Constata-se, a princípio, que a existência do abandono familiar é o principal responsável por permitir abusos sexuais domésticos. De acordo com dados divulgados pelo Ministério da Saúde, 70% dos casos de violência sexual contra crianças ocorrem dentro de sua própria casa. Diante disso, é possível inferir a existência de uma relação prévia entre agressor e vítima o que, ao mesmo tempo, é também responsável por dificultar a visualização familiar dessa problemática. Dessa forma, embora haja indícios claros expressos pela criança como: insônia, inquietação e dificuldade escolar a família, muitas vezes recusa-se a acreditar que um amigo próximo ou integrante da família seria capaz dessa realização.
Ademais, a dificuldade na realização da denúncia, ausência de policiais capacitados e baixo grau de punição são fatores que corroboram com a perpetuação da problemática. Segundo os filósofos Contratualistas, a criação do Estado é fruto de uma vontade popular e, devido à isso, ele seria obrigado a garantir a segurança da população civil. Contudo, a exploração sexual direta ou indiretamente ocorre sob a ausência de controle governamental que não oferece meios válidos e eficientes capazes de combatê-la ,já que, cerca de 40% dos casos são reincidentes como relata o Ministério da Justiça. Em suma, em vista da inatividade do Poder Público, o abuso infantil e a perda parcial ou total da infância são uma realidade e refletem a ausência de mecanismo competentes que poderiam viabilizar a devida punição do agressor e meios humanizados para a realização da denúncia pela vítima.

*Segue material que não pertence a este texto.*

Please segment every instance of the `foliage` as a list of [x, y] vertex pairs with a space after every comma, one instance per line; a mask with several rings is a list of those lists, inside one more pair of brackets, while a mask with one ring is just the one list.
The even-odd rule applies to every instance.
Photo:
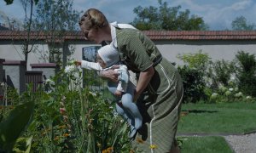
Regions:
[[30, 123], [34, 103], [32, 101], [19, 105], [0, 122], [1, 151], [13, 150], [15, 141]]
[[236, 17], [231, 26], [234, 31], [253, 31], [255, 28], [255, 25], [248, 23], [244, 16]]
[[204, 93], [205, 82], [201, 71], [187, 65], [178, 67], [178, 71], [183, 82], [184, 103], [196, 103], [205, 99], [207, 95]]
[[[33, 29], [43, 31], [49, 37], [47, 40], [49, 51], [44, 51], [45, 53], [42, 50], [38, 51], [44, 60], [65, 64], [67, 60], [65, 56], [72, 54], [75, 50], [73, 46], [65, 47], [61, 41], [65, 32], [78, 30], [79, 13], [73, 10], [73, 0], [45, 0], [40, 1], [37, 5]], [[63, 54], [62, 48], [67, 49], [67, 54]], [[49, 54], [45, 56], [45, 54]]]
[[168, 7], [166, 2], [159, 0], [159, 8], [138, 6], [133, 9], [137, 14], [131, 23], [140, 30], [201, 31], [208, 29], [201, 17], [189, 16], [190, 11], [180, 11], [181, 6]]
[[196, 54], [178, 54], [177, 58], [184, 62], [183, 67], [178, 67], [183, 81], [184, 101], [195, 103], [201, 99], [207, 100], [204, 76], [211, 62], [209, 56], [200, 50]]
[[189, 68], [198, 69], [202, 71], [205, 71], [208, 64], [211, 63], [211, 58], [207, 54], [202, 53], [202, 50], [199, 50], [195, 54], [178, 54], [177, 59], [183, 60]]
[[256, 59], [254, 54], [239, 51], [236, 55], [238, 88], [248, 95], [256, 96]]
[[[14, 3], [14, 0], [4, 0], [7, 5], [10, 5]], [[33, 2], [37, 4], [39, 0], [33, 0]]]
[[116, 115], [114, 104], [100, 92], [82, 88], [81, 82], [81, 71], [68, 65], [44, 83], [46, 92], [26, 92], [19, 97], [21, 103], [32, 99], [35, 112], [15, 150], [125, 152], [131, 148], [127, 125]]
[[228, 86], [229, 81], [230, 80], [235, 73], [235, 63], [229, 62], [226, 60], [216, 60], [212, 62], [209, 67], [209, 76], [212, 78], [212, 88], [217, 88], [218, 84]]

Assim, o combate ao abuso sexual infantil é fundamental para a garantir de direitos básicos e a manutenção da dignidade humana como forma de proteção infanto-juvenil. Portanto, é fundamental uma parceria público-privada na qual a mídia e o Ministério da Justiça trabalharão nessa causa. O Poder Público será responsável pela criação de um aplicativo policial de fácil acesso com a capacidade de receber denúncias, com policiais especializados em casos de exploração sexual. Além disso, o setor midiático deverá divulgar esse aplicativo, por intermédio de banners e comerciais, de modo a demonstrar sua eficiência e, simultaneamente, segurança à vítima. Ambas são medidas que, somadas, poderão, gradativamente, proteger as vítimas de abuso sexual e garantir a punição desses agressores.